Appeal from a judgment (denominated order) of the Supreme Court, Oneida County (Anthony F. Shaheen, J.), entered September 5, 2007. The judgment, among other things, directed respondent to remediate the property in question in accordance with the structural evaluation of petitioner’s expert.
It is hereby ordered that the judgment so appealed from is unanimously affirmed without costs.
Memorandum: Petitioner commenced this proceeding seeking to compel respondent to demolish and repair certain buildings owned by respondent that were part of a large complex formerly housing a manufacturing plant. According to petitioner, the buildings in question were not in compliance with its Code of Ordinances (Code). Following a hearing, Supreme Court granted the petition and ordered respondent to remediate the property in accordance with the structural evaluation of petitioner’s expert. We affirm.
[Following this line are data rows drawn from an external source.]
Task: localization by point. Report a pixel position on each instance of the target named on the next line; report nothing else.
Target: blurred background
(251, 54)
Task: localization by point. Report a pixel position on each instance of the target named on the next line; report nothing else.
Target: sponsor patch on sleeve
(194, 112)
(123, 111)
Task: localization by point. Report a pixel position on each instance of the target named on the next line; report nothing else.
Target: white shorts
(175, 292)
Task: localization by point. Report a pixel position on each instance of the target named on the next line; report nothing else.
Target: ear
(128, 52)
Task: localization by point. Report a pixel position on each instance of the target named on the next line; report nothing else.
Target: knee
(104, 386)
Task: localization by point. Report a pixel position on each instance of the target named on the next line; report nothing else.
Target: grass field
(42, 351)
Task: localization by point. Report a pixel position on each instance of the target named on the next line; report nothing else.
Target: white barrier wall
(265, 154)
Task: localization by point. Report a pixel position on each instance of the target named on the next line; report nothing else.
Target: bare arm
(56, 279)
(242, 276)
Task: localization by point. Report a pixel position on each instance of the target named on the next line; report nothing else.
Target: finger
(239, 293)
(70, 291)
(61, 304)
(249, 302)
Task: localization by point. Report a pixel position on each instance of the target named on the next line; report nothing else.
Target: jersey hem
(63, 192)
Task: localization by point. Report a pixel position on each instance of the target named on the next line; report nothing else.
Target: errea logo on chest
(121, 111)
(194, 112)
Contrary to respondent’s contention, the court’s determination that the buildings were not in compliance with the Code is not against the weight of the evidence, i.e., the evidence did not “so preponderate[ ] in favor of [respondent] that the [court’s *1104determination] could not have been reached on any fair interpretation of the evidence” (Zito v City of New York, 49 AD3d 872, 874 [2008]; see Lolik v Big V Supermarkets, 86 NY2d 744, 746 [1995]). Indeed, the evidence established, inter alia, that the roofs on several of the buildings had collapsed, that the fire suppression systems did not function, and that there was a pit, 14 feet long, 8 feet wide and 30 feet deep, in; one area of the complex. We thus conclude that the evidence presented at the hearing established that the buildings were “unsafe” within the meaning of section 14-213 of the Code. Although the structural safety of the buildings was disputed by respondent’s expert, “[o]n appeal, we . . . give due deference to Supreme Court’s power to resolve credibility issues by choosing among conflicting expert opinions and will not set aside its findings unless they are not supported by the weight of the evidence” (Matter of Eckerd Corp. v Semon, 44 AD3d 1232, 1233; [2007] [internal quotation marks omitted]; see also Matter of Brooks Drugs, Inc. v Board of Assessors of City of Schenectady,. 51 AD3d 1094 [2008]).
We reject respondent’s further contention that the Code is not applicable to the complex because the buildings were built prior to the enactment of the Code. Pursuant to sections 14-59 (b) and 14-60 (2) of the Code, the Code applies to buildings that were built prior to its enactment in the event that the use or occupancy of the buildings has changed, and that is the case here. In any event, section 14-213 of the Code applies, to any building that is determined to be unsafe.
We have reviewed respondent’s remaining contention and conclude that it is without merit. Present-—Scudder, P.J., Martoche, Green, Pine and Gorski, JJ.